Parameter Prediction¶

Header: libxs_predict.h

Predict output parameters from input parameters using fingerprint-guided polynomial interpolation and kNN classification. Supports incremental training, model persistence, confidence-gated evaluation, output transforms, and thread-safe operation.

Mode Flags¶

typedef enum libxs_predict_mode_t {
  LIBXS_PREDICT_AUTO        = 0,
  LIBXS_PREDICT_INTERPOLATE = 1,
  LIBXS_PREDICT_CLASSIFY    = 2,
  LIBXS_PREDICT_TEMPORAL    = 4
} libxs_predict_mode_t;

ORable flags controlling prediction behavior: - AUTO (0): fingerprint decides per-output (default). - INTERPOLATE: force polynomial for all outputs. - CLASSIFY: force kNN vote for all outputs. - TEMPORAL: timeseries mode -- enables recency weighting (recent neighbors preferred), continuous output (no snap-to-nearest), and local coherence smoothing across horizon steps. Only effective when set_series was called (nseries > 0). For timeseries models without this flag, temporal heuristics auto-enable only when the query falls outside the training bounding box.

Example: LIBXS_PREDICT_CLASSIFY | LIBXS_PREDICT_TEMPORAL forces kNN-weighted projection forward with temporal heuristics.

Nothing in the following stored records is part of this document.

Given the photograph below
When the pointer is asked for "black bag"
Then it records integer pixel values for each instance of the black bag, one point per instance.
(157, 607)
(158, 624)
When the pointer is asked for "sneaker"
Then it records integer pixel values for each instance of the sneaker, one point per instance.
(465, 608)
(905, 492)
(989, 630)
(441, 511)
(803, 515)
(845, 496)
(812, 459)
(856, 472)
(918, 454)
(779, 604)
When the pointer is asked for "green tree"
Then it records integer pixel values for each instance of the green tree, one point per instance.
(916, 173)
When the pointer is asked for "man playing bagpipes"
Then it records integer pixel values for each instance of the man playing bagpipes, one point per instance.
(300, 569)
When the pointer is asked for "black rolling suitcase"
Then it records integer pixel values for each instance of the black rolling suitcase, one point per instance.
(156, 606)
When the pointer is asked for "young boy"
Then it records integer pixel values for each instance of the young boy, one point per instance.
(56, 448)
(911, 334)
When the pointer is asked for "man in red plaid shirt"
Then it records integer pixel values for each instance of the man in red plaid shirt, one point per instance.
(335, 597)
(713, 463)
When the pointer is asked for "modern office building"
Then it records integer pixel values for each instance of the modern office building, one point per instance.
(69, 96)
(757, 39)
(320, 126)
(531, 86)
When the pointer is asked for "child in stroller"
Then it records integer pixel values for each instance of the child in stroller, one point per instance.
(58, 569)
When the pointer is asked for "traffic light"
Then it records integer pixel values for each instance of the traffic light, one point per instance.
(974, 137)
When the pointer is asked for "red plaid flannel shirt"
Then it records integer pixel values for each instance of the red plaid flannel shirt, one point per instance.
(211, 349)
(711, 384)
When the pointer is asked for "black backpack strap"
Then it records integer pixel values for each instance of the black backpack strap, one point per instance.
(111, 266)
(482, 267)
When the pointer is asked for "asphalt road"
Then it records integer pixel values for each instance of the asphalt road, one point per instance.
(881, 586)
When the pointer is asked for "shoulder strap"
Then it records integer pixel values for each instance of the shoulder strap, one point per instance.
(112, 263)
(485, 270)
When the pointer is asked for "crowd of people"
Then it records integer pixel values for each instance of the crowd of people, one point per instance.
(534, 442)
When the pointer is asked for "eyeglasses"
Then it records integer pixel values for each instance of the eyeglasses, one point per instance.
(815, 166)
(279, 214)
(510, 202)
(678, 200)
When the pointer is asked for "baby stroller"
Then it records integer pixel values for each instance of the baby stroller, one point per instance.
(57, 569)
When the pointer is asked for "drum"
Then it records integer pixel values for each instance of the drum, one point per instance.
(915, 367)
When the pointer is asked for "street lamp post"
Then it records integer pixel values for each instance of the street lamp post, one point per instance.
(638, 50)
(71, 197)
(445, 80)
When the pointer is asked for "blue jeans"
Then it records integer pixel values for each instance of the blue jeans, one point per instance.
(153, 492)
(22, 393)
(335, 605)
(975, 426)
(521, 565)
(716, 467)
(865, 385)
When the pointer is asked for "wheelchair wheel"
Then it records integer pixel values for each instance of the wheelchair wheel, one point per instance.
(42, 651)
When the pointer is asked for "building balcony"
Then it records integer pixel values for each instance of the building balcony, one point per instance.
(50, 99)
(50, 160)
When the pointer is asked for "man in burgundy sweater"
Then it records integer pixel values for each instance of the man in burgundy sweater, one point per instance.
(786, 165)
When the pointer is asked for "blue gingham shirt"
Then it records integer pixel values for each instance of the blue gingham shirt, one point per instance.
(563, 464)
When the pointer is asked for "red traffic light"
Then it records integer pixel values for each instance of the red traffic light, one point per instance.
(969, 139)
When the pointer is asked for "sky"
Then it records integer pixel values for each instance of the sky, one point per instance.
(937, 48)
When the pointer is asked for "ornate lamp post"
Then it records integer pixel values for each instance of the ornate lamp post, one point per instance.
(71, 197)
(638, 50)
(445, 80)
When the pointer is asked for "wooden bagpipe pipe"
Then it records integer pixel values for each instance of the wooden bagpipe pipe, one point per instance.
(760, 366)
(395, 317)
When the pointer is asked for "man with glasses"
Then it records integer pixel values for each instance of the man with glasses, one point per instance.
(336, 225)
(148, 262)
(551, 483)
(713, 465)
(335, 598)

Input Decomposition and Feature Selection¶

typedef enum libxs_predict_decompose_t {
  LIBXS_PREDICT_RAW     = 0,
  LIBXS_PREDICT_SPREAD  = 1,
  LIBXS_PREDICT_PCA     = 2,
  LIBXS_PREDICT_SETDIFF = 3,
  LIBXS_PREDICT_FISHER  = 4,
  LIBXS_PREDICT_RF      = 5,
  LIBXS_PREDICT_HKNN    = 6
} libxs_predict_decompose_t;

Controls input processing and prediction strategy:

RAW (0): no decomposition, standard kNN (default).
SPREAD: sum/diff modes for anti-correlated pairs (2 series). Forward: sum = (A+B)/2, diff = (A-B)/2. Inverse: A = sum+diff, B = sum-diff. Only effective when nseries == 2.
PCA: principal component rotation of the input space. At build time, computes eigenvectors of the input covariance matrix (Jacobi iteration), stores the rotation matrix, and transforms all entries into PC space. Weights are auto-set to zero out PCs below the 95% cumulative variance threshold (dimensionality reduction). Applied via libxs_gemm.
SETDIFF: automatic feature selection using libxs_setdiff. At build time, scores each input dimension by class separability (per-class-pair setdiff with 5% tolerance, range-normalized). Zeroes weights for features below the median score. Supervised (uses output labels).
FISHER: automatic feature selection using Fisher's discriminant ratio (between-class / within-class variance). At build time, computes per-feature Fisher score, applies sqrt weighting above median, zeroes below. Supervised. Generally best for kNN classification.
RF: Random Forest classification. At build time, trains an ensemble of 100 decision trees per output (bootstrap sampling, sqrt(ninputs) random features per split, Gini impurity). At eval time, returns majority vote across trees. Per-output confidence = vote fraction. Excels on high-dimensional classification (37+ features). Persisted in save/load (compact on-disk format: 15 bytes/node).
HKNN: hierarchical kNN. At build time, partitions data using a Fisher-guided kd-tree (output-aware dimension selection, adaptive balance penalty) followed by Lloyd refinement. Uses Gini impurity when a single categorical output is detected. A soft cap based on the Fisher/Gini score suppresses marginal splits near target cluster count. Inference uses standard kNN within each partition. Best for structured parameter prediction where output-aware spatial partitioning outperforms geometric k-means.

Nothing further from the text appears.